Environmental groups are responding to news that the state will retain an outside expert to review the Line 5 tunnel project.
Last month, environmental groups and engineers raised concerns about the state’s ability to review Enbridge’s Line 5 tunnel project - worrying they didn’t employ experts who could provide an adequate review of the project.
The Michigan Department of Environment, Great Lakes, and Energy has since announced it will retain an international civil engineering firm to provide a technical review.
David Holtz is with Oil and Water Don’t Mix, an environmental group opposed to the tunnel project and continued operation of the Line 5 pipeline.
“It’s a good step,” he said. “It’s a positive step potentially but it’s still an open question whether it will have any real meaning.”
Holtz said it’s good the state is taking a review of the pipeline tunnel seriously - but it’s unclear how much the consultant’s analysis will factor into a decision on whether to greenlight the project.

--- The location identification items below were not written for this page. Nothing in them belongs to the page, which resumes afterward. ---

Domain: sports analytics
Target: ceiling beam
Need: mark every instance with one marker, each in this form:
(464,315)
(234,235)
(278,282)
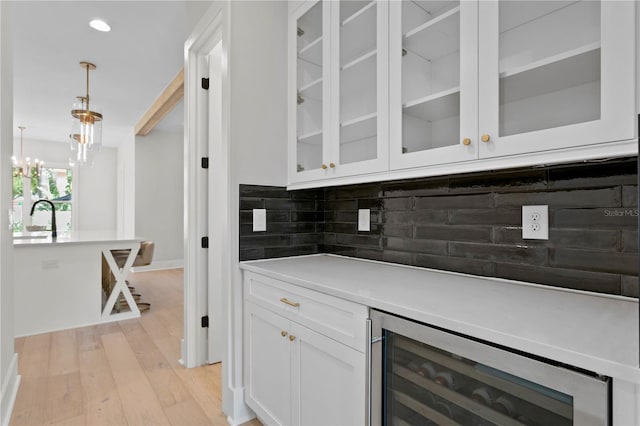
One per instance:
(162,106)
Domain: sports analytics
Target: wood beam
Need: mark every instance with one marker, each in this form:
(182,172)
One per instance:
(167,100)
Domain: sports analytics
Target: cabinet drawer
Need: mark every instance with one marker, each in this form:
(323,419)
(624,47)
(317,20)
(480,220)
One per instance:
(336,318)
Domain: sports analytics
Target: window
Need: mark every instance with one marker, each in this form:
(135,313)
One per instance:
(53,184)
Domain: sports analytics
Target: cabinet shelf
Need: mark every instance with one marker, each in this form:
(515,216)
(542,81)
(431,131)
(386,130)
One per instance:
(437,37)
(456,398)
(358,128)
(312,90)
(357,34)
(312,52)
(355,14)
(311,138)
(534,397)
(435,107)
(569,69)
(358,60)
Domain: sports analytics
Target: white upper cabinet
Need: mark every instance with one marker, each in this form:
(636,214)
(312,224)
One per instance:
(555,74)
(434,82)
(413,88)
(309,91)
(341,91)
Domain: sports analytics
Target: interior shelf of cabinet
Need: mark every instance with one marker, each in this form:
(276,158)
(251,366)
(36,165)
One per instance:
(312,90)
(568,69)
(312,52)
(359,128)
(351,10)
(359,60)
(456,398)
(437,37)
(435,107)
(519,390)
(311,138)
(358,33)
(423,410)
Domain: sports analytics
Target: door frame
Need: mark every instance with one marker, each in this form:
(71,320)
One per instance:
(208,273)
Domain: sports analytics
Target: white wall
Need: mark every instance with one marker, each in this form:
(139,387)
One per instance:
(94,188)
(258,142)
(8,359)
(160,194)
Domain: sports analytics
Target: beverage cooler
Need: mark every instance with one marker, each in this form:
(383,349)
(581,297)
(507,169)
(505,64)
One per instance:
(423,375)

“It’s great that they hired consultants, engineers, to fill the gap in their own expertise,” he said. “But that doesn’t take away from the fact that their major responsibility is still to protect the Great Lakes. Every day that pipeline is there they are not doing it.’
The firm hired by the state to review the tunnel project did not respond to our request for comment.
Separately, an Administrative law judge ruled last week that the Michigan Public Service Commission will have the authority to review the tunnel project, something Enbridge Energy, which owns the pipeline, had argued against.